Alice wants to send Bob some confidential messages. But their internet connection is not secured enough. As their names have been used in many networking schemes, they are very rich now. So, they don't want to send encoded messages, they want to use secured dedicated connection for them. So, they talked to some ISPs (Internet Service Providers) about their problem. Only they get is that there are N routers in the network, some of them share bidirectional links. Each link has a capacity, and for each KB of data passing through this link, they have to pay some money. Assume that Alice is connected with the 1^st router and Bob is connected to the N^th router.

For example, in the picture, Alice wants to send 4 KB data from router 1 to router 6. Each link is identified by two integers in the form (a, b) where 'a' denotes the capacity of the link and 'b' denotes per KB cost of the link. So, Alice can send 1KB of data through 1 - 2 - 3 - 4 - 6 (cost 8), 2KB data through 1 - 5 - 6 (cost 2 * 9=18) and 1KB data through 1 - 3 - 4 - 6 (cost 11). So, the total cost is 37 units.

Now Alice wants to send P KB of data to Bob. You have to find the minimum amount of money they have to pay to achieve their goal.

Input starts with an integer T (≤ 50), denoting the number of test cases.
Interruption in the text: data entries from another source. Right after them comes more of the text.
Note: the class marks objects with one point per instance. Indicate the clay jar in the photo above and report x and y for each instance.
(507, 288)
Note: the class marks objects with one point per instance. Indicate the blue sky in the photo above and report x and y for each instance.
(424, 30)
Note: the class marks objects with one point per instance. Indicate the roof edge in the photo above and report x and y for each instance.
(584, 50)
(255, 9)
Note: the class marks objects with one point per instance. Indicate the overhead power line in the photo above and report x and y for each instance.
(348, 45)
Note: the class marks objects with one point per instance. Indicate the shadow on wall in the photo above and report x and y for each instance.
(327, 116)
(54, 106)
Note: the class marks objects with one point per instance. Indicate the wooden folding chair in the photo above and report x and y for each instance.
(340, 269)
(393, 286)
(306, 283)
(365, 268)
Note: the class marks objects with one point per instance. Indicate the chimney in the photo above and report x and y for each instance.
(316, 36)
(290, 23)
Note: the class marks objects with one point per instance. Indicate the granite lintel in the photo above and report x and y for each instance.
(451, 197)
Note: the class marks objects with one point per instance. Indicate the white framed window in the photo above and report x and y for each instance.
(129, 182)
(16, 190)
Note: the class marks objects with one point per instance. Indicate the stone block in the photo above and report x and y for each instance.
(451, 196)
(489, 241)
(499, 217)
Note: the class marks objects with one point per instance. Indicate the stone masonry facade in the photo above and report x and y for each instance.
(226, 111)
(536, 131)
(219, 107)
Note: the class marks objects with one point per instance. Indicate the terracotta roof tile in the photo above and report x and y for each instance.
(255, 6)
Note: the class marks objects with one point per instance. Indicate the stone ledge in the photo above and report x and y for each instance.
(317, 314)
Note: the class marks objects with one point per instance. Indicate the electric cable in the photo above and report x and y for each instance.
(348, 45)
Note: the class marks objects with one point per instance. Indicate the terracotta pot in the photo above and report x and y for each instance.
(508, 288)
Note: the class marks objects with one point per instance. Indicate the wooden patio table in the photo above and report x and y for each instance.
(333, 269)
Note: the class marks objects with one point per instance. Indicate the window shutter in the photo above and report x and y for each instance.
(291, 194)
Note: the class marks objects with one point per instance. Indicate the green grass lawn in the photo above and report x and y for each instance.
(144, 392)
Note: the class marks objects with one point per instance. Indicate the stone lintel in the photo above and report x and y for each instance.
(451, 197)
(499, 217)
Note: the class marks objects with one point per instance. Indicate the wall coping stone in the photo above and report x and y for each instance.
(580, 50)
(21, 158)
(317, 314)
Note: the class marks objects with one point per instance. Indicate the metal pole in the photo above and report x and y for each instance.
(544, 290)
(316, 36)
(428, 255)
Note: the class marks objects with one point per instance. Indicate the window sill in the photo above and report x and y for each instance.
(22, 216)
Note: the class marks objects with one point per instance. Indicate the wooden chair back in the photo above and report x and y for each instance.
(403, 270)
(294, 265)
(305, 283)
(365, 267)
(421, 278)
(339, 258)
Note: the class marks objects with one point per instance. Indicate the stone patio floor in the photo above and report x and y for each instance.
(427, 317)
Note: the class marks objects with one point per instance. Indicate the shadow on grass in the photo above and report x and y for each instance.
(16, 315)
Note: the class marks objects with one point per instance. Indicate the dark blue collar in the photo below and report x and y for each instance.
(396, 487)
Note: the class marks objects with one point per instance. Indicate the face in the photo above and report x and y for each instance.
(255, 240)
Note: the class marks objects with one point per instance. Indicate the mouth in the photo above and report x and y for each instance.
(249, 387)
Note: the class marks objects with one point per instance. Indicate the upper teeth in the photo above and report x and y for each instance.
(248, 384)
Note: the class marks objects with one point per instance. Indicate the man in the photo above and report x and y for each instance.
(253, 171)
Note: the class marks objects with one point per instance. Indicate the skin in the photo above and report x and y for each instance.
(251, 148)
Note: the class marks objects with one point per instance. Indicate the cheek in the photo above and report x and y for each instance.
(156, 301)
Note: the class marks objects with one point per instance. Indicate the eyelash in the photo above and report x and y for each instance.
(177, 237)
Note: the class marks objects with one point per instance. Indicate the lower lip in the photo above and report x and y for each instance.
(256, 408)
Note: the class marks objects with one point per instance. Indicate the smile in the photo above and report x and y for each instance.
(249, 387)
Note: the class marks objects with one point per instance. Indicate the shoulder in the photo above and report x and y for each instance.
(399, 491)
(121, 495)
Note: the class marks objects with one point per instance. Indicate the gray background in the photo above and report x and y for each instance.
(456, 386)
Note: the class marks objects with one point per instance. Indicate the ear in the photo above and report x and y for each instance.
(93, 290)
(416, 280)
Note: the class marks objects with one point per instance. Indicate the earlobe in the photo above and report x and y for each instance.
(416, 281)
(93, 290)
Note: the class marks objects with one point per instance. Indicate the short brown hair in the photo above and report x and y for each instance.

Each case starts with a blank line. Next line contains three integers N (2 ≤ N ≤ 50), M (0 ≤ M ≤ N*(N-1)/2) and P (1 ≤ P ≤ 1000), where M denotes the number of bidirectional links. Each of the next M lines contains four integers u v w c (1 ≤ u, v ≤ N, u ≠ v, 1 ≤ w, c ≤ 100), meaning that there is a link between router u and v, and at most c KB data can be sent through this link, and each KB of data through this link will cost w. You can assume that there will be at most one connection between a pair of routers.

For each case, print the case number and the minimum amount of money required or impossible if it's not possible to send P KB of data.